I was recently pondering TSM’s implementation of target deduplication and decided to review ESG’s Lab Validation report on IBM TSM 6.1. There is quite a bit of good information in the paper, and some really interesting data about TSM’s target deduplication.
Before discussing the results, it is important to understand the testing methodology. Enterprise Strategy Group clearly states that the article was based on “hands-on testing [in IBM's Tucson, AZ labs], audits of IBM test environments, and detailed discussions with IBM TSM experts.” (page 5) This means that IBM installed and configured the environment and allowed ESG to test the systems and review the results. Clearly, IBM engineers are experts in TSM and so you would assume that any systems provided would be optimally configured for performance and deduplication. The results experienced by ESG are likely the best case scenario since the average customer may not have the flexibility (or knowledge) to configure a similar system. This is not a problem, per se, but readers should keep this in mind.
The whitepaper highlights the data reduction realized using TSM and mentions capacity savings of 19:1. However, if you look carefully, you see that the space savings calculations are based on capacity reduction from TSM’s proprietary progressive incremental technology and deduplication.

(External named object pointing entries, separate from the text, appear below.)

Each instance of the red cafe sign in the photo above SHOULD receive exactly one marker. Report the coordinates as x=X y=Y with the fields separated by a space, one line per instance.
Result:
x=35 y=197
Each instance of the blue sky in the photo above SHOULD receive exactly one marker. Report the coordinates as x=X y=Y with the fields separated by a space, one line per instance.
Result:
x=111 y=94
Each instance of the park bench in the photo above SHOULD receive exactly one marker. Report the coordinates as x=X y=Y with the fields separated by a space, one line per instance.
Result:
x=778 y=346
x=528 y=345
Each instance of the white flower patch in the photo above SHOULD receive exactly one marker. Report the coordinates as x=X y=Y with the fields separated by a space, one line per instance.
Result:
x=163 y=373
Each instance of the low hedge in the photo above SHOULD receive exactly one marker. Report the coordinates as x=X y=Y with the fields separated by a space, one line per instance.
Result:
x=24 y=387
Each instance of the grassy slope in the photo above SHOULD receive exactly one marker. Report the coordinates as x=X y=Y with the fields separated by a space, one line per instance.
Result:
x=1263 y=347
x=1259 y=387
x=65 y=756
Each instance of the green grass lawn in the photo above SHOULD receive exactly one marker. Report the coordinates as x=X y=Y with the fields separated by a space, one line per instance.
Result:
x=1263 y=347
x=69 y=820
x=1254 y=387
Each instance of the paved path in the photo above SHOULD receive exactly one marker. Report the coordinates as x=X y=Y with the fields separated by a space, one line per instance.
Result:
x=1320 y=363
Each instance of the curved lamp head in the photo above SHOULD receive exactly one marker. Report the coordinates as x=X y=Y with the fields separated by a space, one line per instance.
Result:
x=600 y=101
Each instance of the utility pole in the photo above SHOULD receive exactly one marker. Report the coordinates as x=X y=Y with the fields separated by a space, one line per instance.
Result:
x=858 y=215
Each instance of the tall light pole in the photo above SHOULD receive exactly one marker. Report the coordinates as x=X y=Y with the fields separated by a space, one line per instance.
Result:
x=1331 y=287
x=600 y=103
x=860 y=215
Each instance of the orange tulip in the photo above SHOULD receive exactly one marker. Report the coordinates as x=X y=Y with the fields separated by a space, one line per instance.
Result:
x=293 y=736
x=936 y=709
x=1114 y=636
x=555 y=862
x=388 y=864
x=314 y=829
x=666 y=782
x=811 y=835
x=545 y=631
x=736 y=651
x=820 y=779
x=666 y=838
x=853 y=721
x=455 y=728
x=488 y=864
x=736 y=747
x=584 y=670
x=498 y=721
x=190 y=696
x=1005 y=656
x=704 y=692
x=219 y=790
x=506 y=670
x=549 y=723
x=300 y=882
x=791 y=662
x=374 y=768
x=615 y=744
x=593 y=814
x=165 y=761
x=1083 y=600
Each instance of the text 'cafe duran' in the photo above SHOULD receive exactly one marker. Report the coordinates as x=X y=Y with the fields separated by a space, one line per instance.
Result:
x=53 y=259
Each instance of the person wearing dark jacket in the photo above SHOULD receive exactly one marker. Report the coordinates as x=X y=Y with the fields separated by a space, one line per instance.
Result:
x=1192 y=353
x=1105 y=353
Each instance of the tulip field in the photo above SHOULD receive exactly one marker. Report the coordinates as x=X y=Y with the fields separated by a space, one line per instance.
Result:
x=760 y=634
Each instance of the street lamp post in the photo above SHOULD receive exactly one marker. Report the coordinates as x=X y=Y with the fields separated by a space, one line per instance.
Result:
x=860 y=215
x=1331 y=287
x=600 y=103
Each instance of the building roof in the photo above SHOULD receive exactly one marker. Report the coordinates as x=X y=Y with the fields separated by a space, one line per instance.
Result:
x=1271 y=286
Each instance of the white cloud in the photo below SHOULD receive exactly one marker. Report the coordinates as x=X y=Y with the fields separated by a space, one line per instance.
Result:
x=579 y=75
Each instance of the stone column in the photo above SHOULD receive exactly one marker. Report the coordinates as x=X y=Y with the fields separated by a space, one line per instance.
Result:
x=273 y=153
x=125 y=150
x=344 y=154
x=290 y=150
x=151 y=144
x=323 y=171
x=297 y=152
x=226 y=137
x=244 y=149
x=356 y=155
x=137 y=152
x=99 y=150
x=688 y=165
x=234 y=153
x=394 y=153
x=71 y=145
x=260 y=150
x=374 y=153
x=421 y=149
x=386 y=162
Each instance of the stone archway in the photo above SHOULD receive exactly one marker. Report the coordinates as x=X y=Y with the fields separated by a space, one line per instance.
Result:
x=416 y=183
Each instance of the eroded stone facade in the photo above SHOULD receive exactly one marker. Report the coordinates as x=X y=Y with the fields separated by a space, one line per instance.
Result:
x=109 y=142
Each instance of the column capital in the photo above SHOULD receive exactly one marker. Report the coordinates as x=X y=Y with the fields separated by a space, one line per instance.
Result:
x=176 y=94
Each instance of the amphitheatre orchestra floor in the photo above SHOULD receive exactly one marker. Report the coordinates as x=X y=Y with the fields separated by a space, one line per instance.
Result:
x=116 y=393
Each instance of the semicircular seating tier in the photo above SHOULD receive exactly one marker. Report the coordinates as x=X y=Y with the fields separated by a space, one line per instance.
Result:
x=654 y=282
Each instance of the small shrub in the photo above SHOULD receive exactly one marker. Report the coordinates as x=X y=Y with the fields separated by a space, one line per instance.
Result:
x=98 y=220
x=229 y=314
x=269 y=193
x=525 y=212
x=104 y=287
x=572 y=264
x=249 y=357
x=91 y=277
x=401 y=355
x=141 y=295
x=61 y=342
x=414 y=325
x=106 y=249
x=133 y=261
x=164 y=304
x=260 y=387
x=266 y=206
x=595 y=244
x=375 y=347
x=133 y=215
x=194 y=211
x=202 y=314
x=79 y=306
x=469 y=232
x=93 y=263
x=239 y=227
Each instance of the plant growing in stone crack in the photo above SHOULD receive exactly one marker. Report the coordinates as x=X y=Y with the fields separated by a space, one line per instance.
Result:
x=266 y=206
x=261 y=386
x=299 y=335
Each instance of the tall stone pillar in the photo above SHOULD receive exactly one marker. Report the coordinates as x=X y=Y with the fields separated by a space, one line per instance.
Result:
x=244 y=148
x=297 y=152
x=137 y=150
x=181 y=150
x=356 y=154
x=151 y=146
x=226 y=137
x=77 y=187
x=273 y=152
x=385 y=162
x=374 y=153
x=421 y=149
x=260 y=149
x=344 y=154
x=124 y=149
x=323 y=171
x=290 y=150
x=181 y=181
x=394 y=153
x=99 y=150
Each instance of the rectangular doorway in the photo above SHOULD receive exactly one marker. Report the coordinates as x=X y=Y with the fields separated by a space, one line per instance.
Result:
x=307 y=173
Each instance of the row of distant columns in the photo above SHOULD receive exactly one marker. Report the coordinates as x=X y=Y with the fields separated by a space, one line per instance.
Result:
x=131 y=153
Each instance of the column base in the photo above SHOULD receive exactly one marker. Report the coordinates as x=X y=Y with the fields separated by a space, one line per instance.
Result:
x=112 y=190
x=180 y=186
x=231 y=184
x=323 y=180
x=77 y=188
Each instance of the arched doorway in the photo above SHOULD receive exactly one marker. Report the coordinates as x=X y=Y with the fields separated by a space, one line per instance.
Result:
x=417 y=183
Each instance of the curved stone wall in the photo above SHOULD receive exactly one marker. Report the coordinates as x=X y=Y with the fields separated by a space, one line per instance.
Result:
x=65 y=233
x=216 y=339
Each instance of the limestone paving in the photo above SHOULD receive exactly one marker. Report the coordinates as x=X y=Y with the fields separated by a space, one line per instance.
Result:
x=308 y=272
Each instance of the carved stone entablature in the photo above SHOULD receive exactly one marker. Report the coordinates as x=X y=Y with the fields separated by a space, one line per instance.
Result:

Progressive incremental technology reduces the amount of storage required by bypassing full backups. The really interesting question is “what additional benefits are gained by using TSM’s target deduplication?” Fortunately, ESG provides an answer.
The idea behind deduplication is that it provides capacity savings by removing redundancies within backup data. Theoretically, IBM should have an advantage deduplicating TSM backups since they are intimately familiar with the application and its data formats. However, ESG’s results do not support this assertion. The paper states, “Data deduplication enhanced data reduction in TSM nearly 50% over progressively incremental backup schemes alone.” (page 8 ) This suggests that IBM’s deduplication provides a 2:1 space savings! Wow, talk about a minimal benefit; you could get close to the same results with hardware compression.
In summary, TSM deduplication appears to provide minimal capacity savings while creating management challenges. As an end user concerned about backup and recovery, you should carefully evaluate your options. The improved manageability, performance and data reduction of dedicated target deduplication appliances like SEPATON’s S2100 product family is a better option for all but the smallest environments. TSM includes target deduplication for free, but remember, in this case, you get what you pay for!